Pop-Punk Skate-Rockers MOORE AVE UNDERGROUND Wrangle Bad Dreams + Good Wisdom in “6 Feet”

Canadian pop-punk skate-rockers Moore Ave Underground usher audiences into their dreamscapes with the release of this, their new single “6 Feet” — available now.

The song’s inspiration stems from a subliminal vision band member Josh Gaudette had where his dad was dying, the band — which also includes Josh’s brothers Joseph and Jack, as well as Shawn MacDonald — shares.

“Essentially, he was giving me his last words, and pieces of advice to take with me into the future,” Josh continues. “But with my dad still being alive and well, it was even weirder for me being at his bedside as he was ailing within the dream. Even more disturbing was receiving the call that he was gone…

“In the dream, it all seemed so real,” he adds. “It made me feel super creeped out, and the whole experience of writing the song had this super creepy vibe to it, as well. I think that comes through in the track.”

“We originally had more of a cinematic storyline planned for this video, but Covid had other plans,” Shawn reveals; he also directed the flick.

But they made-do, deciding “to make the best out of a less-than-ideal situation,” Joseph adds, “and used our resources to the fullest.”

“The whole video was shot in our home — the Underground,” Jack picks up, name checking the band’s title and ethos all in one. “And it helps to have a drummer that doubles as a director!”

As for that band title and ethos, Moore Ave Underground is more than what meets the eye.

“Moore Ave Underground refers to our family home’s basement,” Josh says. “When I took up music, the basement was already filled with a foosball table, a hockey table, and a bar that no one ever used. We convinced my mom and dad to make some hard choices, and ended up bidding a fond farewell to it all in order to make room for instruments.

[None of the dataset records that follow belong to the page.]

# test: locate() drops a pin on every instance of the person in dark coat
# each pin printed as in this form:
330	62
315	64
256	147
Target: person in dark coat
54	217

“It became something special,” he continues. “Soon, friends, family and contributors started coming and going and creating. We have witnessed those who never believed their musical ability was possible grow into accomplished performers.

“Today, this is the goal: to provide a platform for talent, and encourage, inspire and see artists of any kinds and all ages realize their potential. For us, the motivation is to offer a window to the world that shows the talents and gifts we are blessed to see and be a part of every day.”

What that ultimately looks like is a lengthy series of single releases — including 2020’s “Beanies and Plaid Jackets,” “How You’ve Grown,” and “What’s Done” — and a debut EP, 2019’s It’s All in my Head; in addition to releasing “6 Feet,” the band are currently finishing up their forthcoming full-length.

“When we reflect on what Moore Ave is — both in what we are about, and what our moral codes and values are — there’s always one thing we’ve always been passionate about: equality,” Joseph says. “Since we could think for ourselves, there’s one thing all of us have strived for, and that’s acceptance.”

“For us, it doesn’t matter how you act, who you are, or what you look like,” Shawn adds. “No matter what, there’s a place for you to be yourself in the Underground.”

“Our house show motto is ‘everybody loves everybody,’ and it’s heavily enforced,” Jack underscores. “We think kindness towards each other is extremely important, and something we, as a band, do not take for granted.”